Given a positive integer \(n\) and a real number \(k\), consider the following equation in \(x\), \[(x-1)(x-2)(x-3) \times \cdots \times (x-n) = k.\] Which of the following statements about this equation is true?

- If \(n=3\), then the equation has no real solution \(x\) for some values of \(k\).

If \(n=3\), we have the equation \((x-1)(x-2)(x-3) = k\), which is a cubic function in \(x\).

We know from the shape of cubics that the function will take on all real values, and so (a) is untrue.

Useful fact: every cubic equation with real coefficients has at least one real root.

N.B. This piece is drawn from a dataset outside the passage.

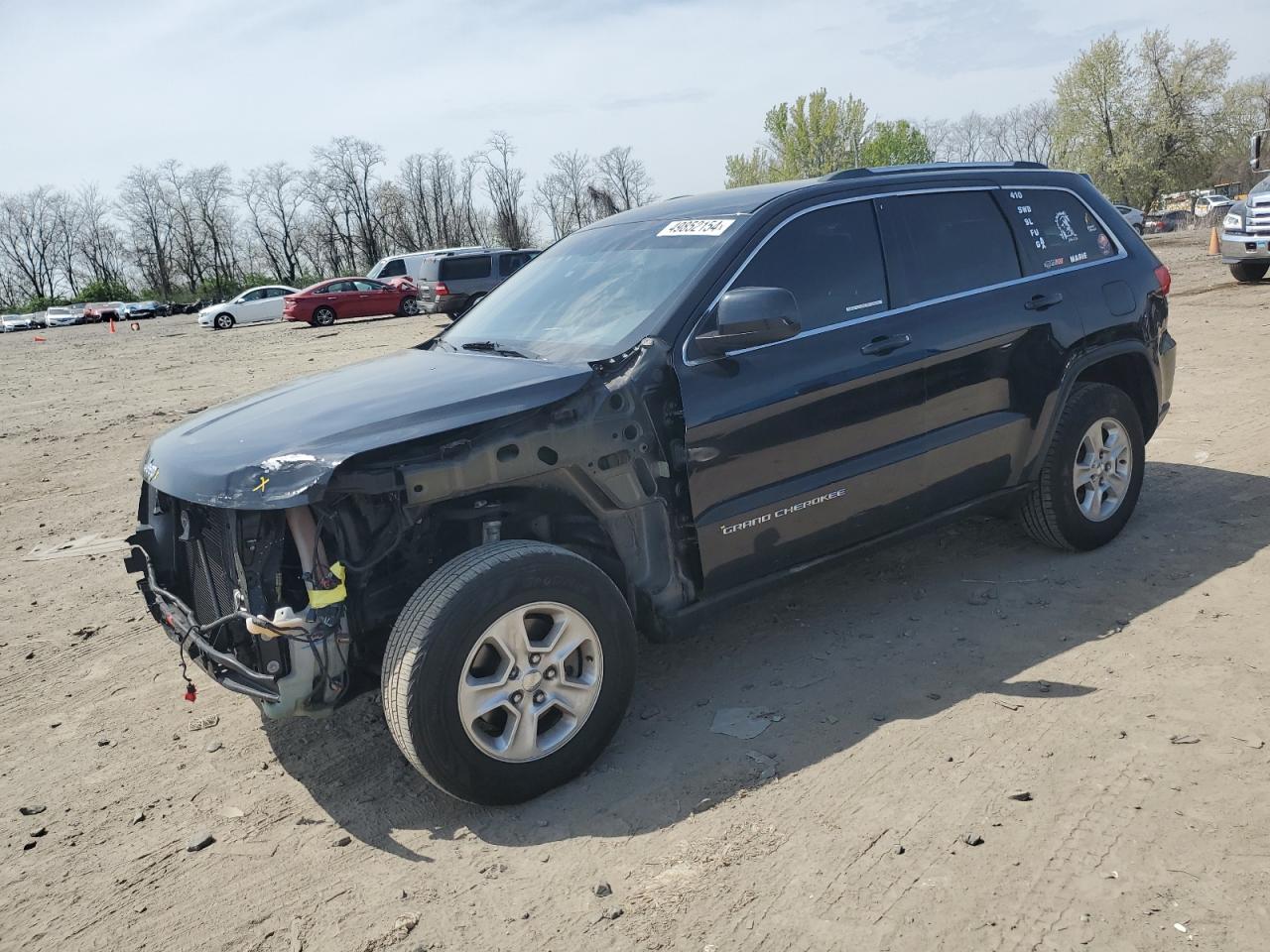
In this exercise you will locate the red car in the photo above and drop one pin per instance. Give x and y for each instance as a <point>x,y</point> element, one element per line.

- If \(n\) is even, then the equation has a real solution \(x\) for any given value of \(k\).

If \(n\) is even, then the leading term of the function will be a positive even power of \(x\), such as a quadratic (\(n=2\)) or a quartic (\(n=4\)) function.

We know from the shape of these functions that they have a finite minimum value.

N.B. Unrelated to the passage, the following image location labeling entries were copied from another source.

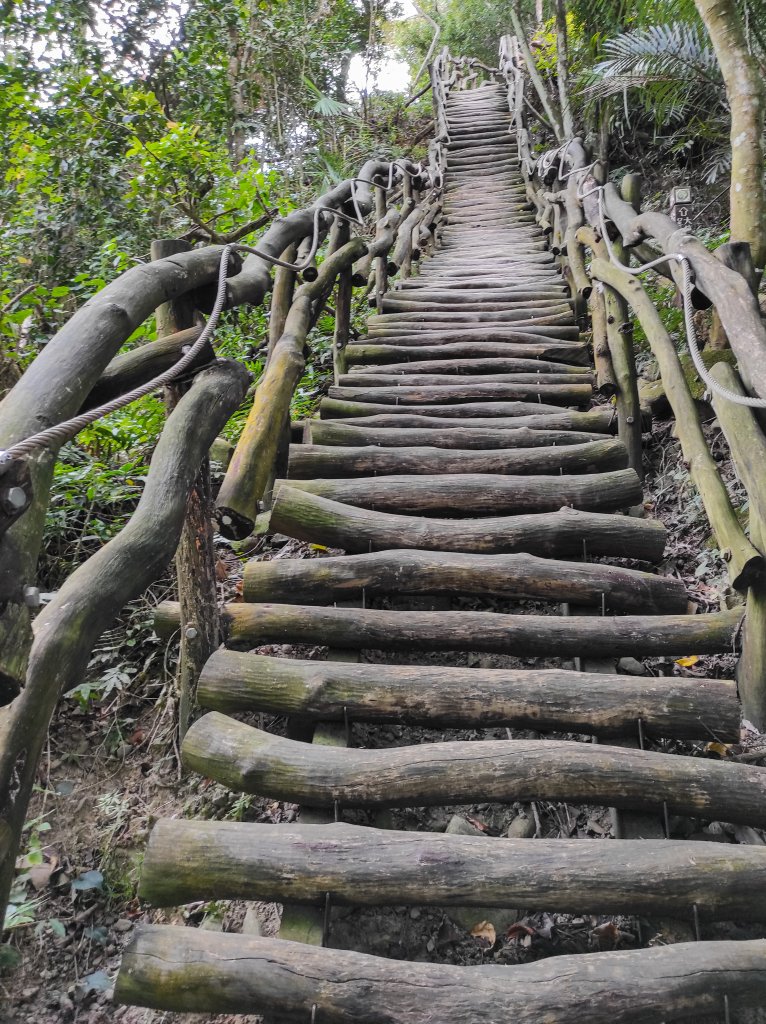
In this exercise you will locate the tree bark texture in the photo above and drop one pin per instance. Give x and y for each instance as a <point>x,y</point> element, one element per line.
<point>324,581</point>
<point>473,494</point>
<point>248,760</point>
<point>523,636</point>
<point>564,534</point>
<point>202,971</point>
<point>67,629</point>
<point>590,702</point>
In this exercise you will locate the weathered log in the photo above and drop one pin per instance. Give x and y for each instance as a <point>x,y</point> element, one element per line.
<point>473,494</point>
<point>248,760</point>
<point>143,364</point>
<point>727,289</point>
<point>599,704</point>
<point>460,366</point>
<point>202,971</point>
<point>566,534</point>
<point>192,860</point>
<point>606,384</point>
<point>364,353</point>
<point>522,636</point>
<point>67,629</point>
<point>500,414</point>
<point>745,562</point>
<point>323,581</point>
<point>414,378</point>
<point>256,451</point>
<point>309,461</point>
<point>748,445</point>
<point>402,394</point>
<point>332,432</point>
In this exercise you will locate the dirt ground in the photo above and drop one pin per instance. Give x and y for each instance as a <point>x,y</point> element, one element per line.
<point>111,770</point>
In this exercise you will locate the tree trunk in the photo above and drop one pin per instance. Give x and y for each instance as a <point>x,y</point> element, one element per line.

Thus the equation will not have a solution for sufficiently negative values of \(k\).

Hence (b) is untrue.

- The equation never has a repeated solution \(x\) for any given values of \(k\) and \(n\).

If we set \(n=2\), we have \((x-1)(x-2) = k\), i.e. \(x^2 - 3x + (2-k)=0\). Completing the square gives \[\left(x-\frac{3}{2}\right)^2 -\left(\frac{1}{4} + k\right) = 0,\] so if we set \(k = -\dfrac{1}{4}\), then the equation has a repeated root at \(x = \dfrac{3}{2}\).

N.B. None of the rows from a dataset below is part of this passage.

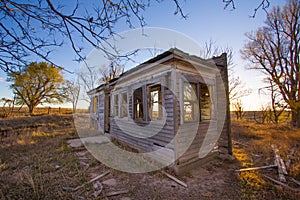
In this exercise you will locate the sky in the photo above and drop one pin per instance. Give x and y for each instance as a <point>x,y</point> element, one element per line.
<point>207,20</point>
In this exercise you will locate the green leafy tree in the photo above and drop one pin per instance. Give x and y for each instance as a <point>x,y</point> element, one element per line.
<point>274,50</point>
<point>36,84</point>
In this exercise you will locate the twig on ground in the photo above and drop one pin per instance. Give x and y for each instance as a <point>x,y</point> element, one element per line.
<point>282,184</point>
<point>116,193</point>
<point>236,142</point>
<point>175,179</point>
<point>92,180</point>
<point>279,162</point>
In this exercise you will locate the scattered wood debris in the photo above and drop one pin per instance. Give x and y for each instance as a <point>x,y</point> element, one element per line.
<point>282,184</point>
<point>114,193</point>
<point>239,143</point>
<point>282,169</point>
<point>175,179</point>
<point>92,180</point>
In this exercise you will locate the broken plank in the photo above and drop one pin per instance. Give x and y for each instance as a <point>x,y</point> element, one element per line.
<point>255,168</point>
<point>116,193</point>
<point>90,181</point>
<point>175,179</point>
<point>282,184</point>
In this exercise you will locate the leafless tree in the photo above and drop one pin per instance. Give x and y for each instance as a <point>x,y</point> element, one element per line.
<point>278,105</point>
<point>36,28</point>
<point>274,50</point>
<point>237,88</point>
<point>72,93</point>
<point>113,70</point>
<point>238,109</point>
<point>8,106</point>
<point>264,5</point>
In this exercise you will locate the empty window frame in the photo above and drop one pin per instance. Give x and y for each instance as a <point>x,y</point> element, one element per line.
<point>95,104</point>
<point>190,102</point>
<point>116,106</point>
<point>138,102</point>
<point>155,102</point>
<point>124,105</point>
<point>205,101</point>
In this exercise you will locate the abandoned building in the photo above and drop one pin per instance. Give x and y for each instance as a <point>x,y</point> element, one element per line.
<point>171,96</point>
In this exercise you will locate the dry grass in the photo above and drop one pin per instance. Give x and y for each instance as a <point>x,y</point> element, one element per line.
<point>254,149</point>
<point>37,164</point>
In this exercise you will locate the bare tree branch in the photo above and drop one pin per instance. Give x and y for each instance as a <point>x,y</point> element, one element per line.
<point>35,29</point>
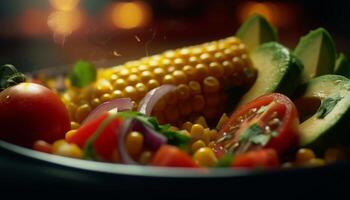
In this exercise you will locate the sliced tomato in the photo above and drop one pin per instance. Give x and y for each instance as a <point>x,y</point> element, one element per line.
<point>105,144</point>
<point>171,156</point>
<point>270,121</point>
<point>265,158</point>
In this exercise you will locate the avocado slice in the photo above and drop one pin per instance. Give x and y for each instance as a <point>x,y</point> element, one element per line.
<point>255,31</point>
<point>317,52</point>
<point>278,71</point>
<point>342,65</point>
<point>328,125</point>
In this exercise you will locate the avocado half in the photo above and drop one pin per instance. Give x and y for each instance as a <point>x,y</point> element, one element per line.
<point>278,71</point>
<point>329,123</point>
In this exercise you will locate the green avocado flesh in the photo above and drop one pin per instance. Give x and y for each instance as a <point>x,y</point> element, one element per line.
<point>329,124</point>
<point>317,52</point>
<point>278,71</point>
<point>255,31</point>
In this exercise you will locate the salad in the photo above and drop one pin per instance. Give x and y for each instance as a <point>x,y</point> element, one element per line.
<point>245,101</point>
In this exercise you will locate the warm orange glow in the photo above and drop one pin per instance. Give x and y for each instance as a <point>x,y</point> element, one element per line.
<point>130,15</point>
<point>32,22</point>
<point>64,23</point>
<point>250,8</point>
<point>64,5</point>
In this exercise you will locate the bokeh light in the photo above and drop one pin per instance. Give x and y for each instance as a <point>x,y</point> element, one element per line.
<point>32,22</point>
<point>64,23</point>
<point>64,5</point>
<point>129,15</point>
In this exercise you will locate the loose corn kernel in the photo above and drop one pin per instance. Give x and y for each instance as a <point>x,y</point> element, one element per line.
<point>304,155</point>
<point>130,91</point>
<point>197,145</point>
<point>222,121</point>
<point>333,154</point>
<point>205,157</point>
<point>134,143</point>
<point>187,126</point>
<point>145,157</point>
<point>201,120</point>
<point>82,112</point>
<point>70,134</point>
<point>74,125</point>
<point>211,85</point>
<point>62,148</point>
<point>197,131</point>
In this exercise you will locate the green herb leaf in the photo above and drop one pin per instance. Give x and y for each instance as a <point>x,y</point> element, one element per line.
<point>225,161</point>
<point>327,105</point>
<point>174,137</point>
<point>83,74</point>
<point>9,76</point>
<point>250,132</point>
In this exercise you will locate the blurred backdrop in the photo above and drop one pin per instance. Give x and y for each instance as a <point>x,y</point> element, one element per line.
<point>47,33</point>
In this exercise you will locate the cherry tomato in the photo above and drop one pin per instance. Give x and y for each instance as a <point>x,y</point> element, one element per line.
<point>171,156</point>
<point>105,144</point>
<point>270,121</point>
<point>30,112</point>
<point>265,158</point>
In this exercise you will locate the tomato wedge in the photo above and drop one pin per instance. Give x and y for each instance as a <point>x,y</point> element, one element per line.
<point>171,156</point>
<point>270,121</point>
<point>265,158</point>
<point>106,143</point>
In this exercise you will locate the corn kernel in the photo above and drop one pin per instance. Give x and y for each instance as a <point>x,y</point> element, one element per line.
<point>120,84</point>
<point>304,155</point>
<point>179,76</point>
<point>211,84</point>
<point>201,120</point>
<point>215,69</point>
<point>82,112</point>
<point>183,91</point>
<point>205,157</point>
<point>197,145</point>
<point>153,83</point>
<point>146,76</point>
<point>130,91</point>
<point>222,121</point>
<point>195,87</point>
<point>197,131</point>
<point>198,103</point>
<point>134,143</point>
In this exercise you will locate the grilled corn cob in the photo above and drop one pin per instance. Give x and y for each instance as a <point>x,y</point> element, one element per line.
<point>202,74</point>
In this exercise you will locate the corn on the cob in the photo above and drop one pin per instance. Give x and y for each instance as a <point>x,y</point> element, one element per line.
<point>202,73</point>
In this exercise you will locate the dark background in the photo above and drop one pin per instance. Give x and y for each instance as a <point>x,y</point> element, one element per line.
<point>31,35</point>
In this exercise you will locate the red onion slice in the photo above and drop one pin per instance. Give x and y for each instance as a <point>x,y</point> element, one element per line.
<point>152,97</point>
<point>152,139</point>
<point>120,104</point>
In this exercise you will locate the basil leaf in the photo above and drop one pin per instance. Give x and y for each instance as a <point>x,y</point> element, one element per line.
<point>83,74</point>
<point>327,105</point>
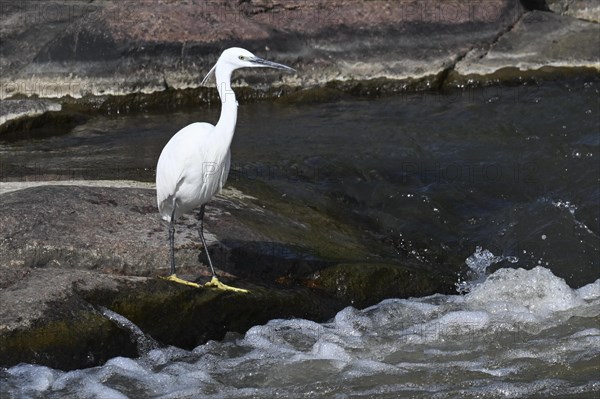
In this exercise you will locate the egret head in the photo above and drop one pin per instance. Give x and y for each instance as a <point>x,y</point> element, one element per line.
<point>234,58</point>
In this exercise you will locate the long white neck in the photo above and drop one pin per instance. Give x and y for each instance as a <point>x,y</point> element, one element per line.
<point>228,118</point>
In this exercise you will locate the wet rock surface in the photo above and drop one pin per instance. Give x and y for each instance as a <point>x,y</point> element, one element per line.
<point>131,56</point>
<point>66,252</point>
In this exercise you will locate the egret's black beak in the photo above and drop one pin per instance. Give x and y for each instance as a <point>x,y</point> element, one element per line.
<point>270,64</point>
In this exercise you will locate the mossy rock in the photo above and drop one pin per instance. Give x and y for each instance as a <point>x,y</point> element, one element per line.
<point>85,339</point>
<point>365,284</point>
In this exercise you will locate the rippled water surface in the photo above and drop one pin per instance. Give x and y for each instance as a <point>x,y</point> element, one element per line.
<point>521,333</point>
<point>506,179</point>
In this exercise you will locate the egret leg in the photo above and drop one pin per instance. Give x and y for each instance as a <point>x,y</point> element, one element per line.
<point>214,282</point>
<point>173,277</point>
<point>172,240</point>
<point>201,234</point>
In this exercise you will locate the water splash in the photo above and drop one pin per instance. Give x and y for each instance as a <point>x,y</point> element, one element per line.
<point>478,264</point>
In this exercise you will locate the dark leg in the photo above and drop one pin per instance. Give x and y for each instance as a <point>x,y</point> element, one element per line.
<point>173,277</point>
<point>172,239</point>
<point>201,234</point>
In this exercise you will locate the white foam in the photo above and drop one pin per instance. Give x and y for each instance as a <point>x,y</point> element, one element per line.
<point>590,292</point>
<point>330,350</point>
<point>490,342</point>
<point>537,291</point>
<point>35,378</point>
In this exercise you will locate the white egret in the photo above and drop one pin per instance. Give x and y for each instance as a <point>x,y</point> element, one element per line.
<point>194,164</point>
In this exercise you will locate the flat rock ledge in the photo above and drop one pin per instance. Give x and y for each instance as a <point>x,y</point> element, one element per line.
<point>127,56</point>
<point>69,253</point>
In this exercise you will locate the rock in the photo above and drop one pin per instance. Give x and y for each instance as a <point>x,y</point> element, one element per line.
<point>588,10</point>
<point>67,252</point>
<point>538,42</point>
<point>117,49</point>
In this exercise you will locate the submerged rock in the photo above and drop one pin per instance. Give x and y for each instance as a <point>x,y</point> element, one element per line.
<point>539,42</point>
<point>67,252</point>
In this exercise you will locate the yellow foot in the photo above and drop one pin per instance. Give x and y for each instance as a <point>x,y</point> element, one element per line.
<point>215,283</point>
<point>176,279</point>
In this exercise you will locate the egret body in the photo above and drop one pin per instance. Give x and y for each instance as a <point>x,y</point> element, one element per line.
<point>194,164</point>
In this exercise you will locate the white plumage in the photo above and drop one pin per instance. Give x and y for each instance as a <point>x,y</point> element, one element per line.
<point>194,164</point>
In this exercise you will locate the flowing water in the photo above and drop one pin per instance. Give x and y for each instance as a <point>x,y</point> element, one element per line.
<point>502,180</point>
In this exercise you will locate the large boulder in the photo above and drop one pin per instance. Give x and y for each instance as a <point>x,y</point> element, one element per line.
<point>69,253</point>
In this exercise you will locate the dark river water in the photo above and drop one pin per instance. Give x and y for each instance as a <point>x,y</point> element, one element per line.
<point>497,178</point>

Another way of thinking about this is that when \(n=2\), the graph \(y=(x-1)(x-2)\) is a parabola, so it has a minimum point.

When \(y=k\) touches the graph at this minimum point, there will be a repeated root, and so this curve is a counter-example to (d).

Hence (d) is untrue, and by process of elimination, the answer is (c).

We can also show that (c) is true directly.

- If \(k \ge 0\) then the equation has (at least) one real solution \(x\).

If we let \[f(x) = (x-1)(x-2)(x-3) \times \cdots \times (x-n)\] then \(f(n) = 0\).

If we then increase \(x\) from \(n\), \(f(x)\) also increases from \(0\), since every term in the product is positive and increasing.

Hence \(f(x)\) will take every positive real value for \(x>n\), and so the equation will have some solution for every \(k\ge0\), so (c) is true.

This is also clear from the shape of the graphs of \(y=f(x)\).